GUIDANCE FOR INCLUSION OF DATA PROTECTION CLAUSE INTO

CONTRACTS

(November 2003)

1. INTRODUCTION:

It is very important that the Council’s contracts that involve third parties
accessing/being able to access personal information include appropriate data
protection clauses. In addition to this being good contractual practice, it is
also a legal requirement of the Data Protection Act 1998 (“Act”). Under the
Act the Council is a Data Controller of personal information, and the
individuals, companies and organisations that process the Council’s personal
information on the Council’s behalf are “Data Processors”. Under principle 7
of the Act the Council is required to have a written contract with its Data
Processors that impose certain obligations on those Data Processors.

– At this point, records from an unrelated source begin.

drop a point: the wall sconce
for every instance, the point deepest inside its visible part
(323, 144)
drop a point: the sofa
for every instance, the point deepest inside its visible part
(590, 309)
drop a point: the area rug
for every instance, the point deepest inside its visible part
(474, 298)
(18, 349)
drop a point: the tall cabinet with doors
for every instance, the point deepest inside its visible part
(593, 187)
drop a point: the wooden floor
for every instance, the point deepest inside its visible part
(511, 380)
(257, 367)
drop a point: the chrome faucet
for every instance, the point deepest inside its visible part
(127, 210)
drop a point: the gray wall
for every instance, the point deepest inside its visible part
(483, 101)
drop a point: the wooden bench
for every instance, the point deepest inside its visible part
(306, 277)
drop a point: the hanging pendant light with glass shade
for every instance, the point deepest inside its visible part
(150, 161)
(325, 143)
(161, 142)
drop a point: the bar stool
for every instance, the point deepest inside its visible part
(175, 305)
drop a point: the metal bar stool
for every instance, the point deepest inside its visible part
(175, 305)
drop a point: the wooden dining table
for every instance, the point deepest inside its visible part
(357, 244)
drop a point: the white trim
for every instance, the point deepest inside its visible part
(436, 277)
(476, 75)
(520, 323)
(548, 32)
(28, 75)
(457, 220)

This document provides guidance for the insertion of a data protection clause
into the Council’s contracts with its Data Processors (both existing and new
contracts). A Data Processor can be an individual (for example, a self
employed contractor), organisation (including voluntary) or company. For an
individual/organisation to be a “Data Processor” for the Council, the Council
must be in a position of being able to dictate the reasons for which the
personal data is processed and the ways in which it should be processed.
Therefore, if the Council believes it should have control over what happens to
the personal information, and reflects this in the contract, (for example, what
information is passed to the contractor, who can access the information, that
the information is the Council’s property, how long the information is kept for,
where the information is kept) the Council will be the Data Controller of the
personal information, and the contractor will be the Data Processor.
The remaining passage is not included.